Be aware that some CCGs outsource continuing healthcare assessments to other organisations to complete, often referred to as ‘Commissioning Support Units’. However, it is important to note that regardless of which organisation completes the assessment and writes the decision letter, the CCG still remains legally responsible for eligibility decisions. (NHS England is responsible for making eligibility decisions and commissioning services for prisoners and military personnel).

How is the coordinating assessor qualified to assess me?
The role of the coordinating assessor is to bring together the appropriate multidisciplinary team (MDT) to assess your needs and then use the information supplied by the MDT to complete the Decision Support Tool. It is also up to the coordinating assessor to ensure that you and/or your representative are involved in each stage of the process, helping you contribute as fully as possible. The coordinating assessor needs to be knowledgeable about the continuing healthcare system so that they can advise the MDT about the criteria and procedures impartially, however the final recommendation regarding eligibility rests solely with the MDT who should be familiar with your needs.

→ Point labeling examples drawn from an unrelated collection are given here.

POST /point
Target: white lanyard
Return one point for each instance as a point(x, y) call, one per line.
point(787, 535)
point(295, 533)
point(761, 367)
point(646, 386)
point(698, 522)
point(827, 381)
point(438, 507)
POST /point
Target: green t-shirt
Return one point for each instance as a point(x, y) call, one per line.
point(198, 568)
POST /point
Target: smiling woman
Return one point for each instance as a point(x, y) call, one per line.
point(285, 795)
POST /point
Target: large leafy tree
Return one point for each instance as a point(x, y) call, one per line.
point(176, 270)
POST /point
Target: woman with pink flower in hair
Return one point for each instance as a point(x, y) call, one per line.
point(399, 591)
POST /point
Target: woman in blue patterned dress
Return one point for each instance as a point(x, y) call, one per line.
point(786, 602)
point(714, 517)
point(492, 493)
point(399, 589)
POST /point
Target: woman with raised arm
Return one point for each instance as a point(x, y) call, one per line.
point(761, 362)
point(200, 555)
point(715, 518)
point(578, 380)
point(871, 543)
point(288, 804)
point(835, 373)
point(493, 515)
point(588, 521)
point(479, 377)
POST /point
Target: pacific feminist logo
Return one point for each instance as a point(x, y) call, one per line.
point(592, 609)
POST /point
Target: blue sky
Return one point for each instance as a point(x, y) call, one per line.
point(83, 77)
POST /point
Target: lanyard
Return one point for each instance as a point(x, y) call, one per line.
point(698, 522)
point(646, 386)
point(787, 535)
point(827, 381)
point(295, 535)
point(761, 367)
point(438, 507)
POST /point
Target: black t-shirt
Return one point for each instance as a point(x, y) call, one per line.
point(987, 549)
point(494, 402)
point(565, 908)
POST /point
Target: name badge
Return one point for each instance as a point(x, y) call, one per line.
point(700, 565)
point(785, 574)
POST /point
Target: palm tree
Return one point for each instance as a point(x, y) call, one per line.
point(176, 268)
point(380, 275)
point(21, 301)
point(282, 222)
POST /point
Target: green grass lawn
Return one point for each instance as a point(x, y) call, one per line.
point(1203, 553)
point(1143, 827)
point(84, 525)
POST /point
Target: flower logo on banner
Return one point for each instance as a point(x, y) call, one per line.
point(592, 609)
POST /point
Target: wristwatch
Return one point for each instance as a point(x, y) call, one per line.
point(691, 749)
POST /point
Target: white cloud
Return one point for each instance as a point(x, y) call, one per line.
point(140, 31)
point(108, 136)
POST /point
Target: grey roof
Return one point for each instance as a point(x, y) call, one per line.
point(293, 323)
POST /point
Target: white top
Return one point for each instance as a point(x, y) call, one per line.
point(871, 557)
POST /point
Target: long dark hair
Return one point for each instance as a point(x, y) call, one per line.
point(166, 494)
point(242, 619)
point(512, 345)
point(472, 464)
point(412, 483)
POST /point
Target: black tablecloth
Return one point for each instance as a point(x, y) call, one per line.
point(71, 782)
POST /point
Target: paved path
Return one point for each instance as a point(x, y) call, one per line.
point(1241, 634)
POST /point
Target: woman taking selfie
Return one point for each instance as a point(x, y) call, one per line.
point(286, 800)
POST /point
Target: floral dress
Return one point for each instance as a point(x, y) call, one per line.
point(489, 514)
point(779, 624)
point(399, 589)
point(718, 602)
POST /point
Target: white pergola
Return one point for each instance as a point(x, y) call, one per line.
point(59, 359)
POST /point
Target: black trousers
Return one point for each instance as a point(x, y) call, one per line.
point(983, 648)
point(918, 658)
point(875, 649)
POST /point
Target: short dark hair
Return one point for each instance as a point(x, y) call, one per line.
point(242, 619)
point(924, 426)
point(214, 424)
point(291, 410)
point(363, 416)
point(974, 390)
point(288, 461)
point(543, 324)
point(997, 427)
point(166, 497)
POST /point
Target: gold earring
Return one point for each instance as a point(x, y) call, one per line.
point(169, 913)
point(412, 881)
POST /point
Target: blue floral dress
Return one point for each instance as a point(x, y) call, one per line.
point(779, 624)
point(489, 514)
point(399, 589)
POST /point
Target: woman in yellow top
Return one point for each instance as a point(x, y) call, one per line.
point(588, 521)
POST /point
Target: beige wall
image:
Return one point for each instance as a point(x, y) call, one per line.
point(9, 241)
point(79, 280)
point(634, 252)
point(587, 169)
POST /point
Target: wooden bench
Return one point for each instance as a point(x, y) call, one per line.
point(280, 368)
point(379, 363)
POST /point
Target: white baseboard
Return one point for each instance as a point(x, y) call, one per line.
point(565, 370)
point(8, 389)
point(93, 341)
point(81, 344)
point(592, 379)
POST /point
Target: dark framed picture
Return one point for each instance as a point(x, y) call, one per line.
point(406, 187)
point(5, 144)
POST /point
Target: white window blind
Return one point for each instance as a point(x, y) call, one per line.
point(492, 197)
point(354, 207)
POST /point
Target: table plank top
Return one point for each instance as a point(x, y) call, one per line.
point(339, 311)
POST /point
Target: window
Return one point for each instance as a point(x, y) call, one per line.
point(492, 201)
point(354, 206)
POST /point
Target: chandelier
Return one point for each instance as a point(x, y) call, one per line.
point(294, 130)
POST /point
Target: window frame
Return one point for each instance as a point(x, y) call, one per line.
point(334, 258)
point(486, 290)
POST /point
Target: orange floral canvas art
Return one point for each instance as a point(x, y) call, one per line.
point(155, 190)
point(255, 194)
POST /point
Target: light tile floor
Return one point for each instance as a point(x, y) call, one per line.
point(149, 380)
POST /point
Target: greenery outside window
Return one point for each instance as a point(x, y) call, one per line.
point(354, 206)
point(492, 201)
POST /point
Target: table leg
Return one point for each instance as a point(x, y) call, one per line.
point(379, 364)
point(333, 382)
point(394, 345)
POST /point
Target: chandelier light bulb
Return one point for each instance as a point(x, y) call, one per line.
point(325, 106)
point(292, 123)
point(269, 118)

The CCG are refusing to involve my care home in the recommendation part of the assessment because they “don’t understand the criteria”. Are they allowed to do this?
The National Framework clearly specifies that it is the multidisciplinary team (MDT) who make a recommendation as to whether or not you meet the eligibility criteria for continuing healthcare and that the multidisciplinary team should comprise of health and social care professionals who are knowledgeable about your needs. This implies that all such professionals who are currently or have recently been involved in your care should be involved in the assessment and also involved in making a recommendation.

Whilst the CCG does have certain responsibilities regarding the MDT, such as appointing a coordinating assessor to oversee the MDT and provide guidance as to how to apply criteria, they do not have the remit to pick and choose who is selected from the MDT to take part in the recommendation. The CCG also do not have the power to instruct the MDT to change their recommendation, even if they disagree.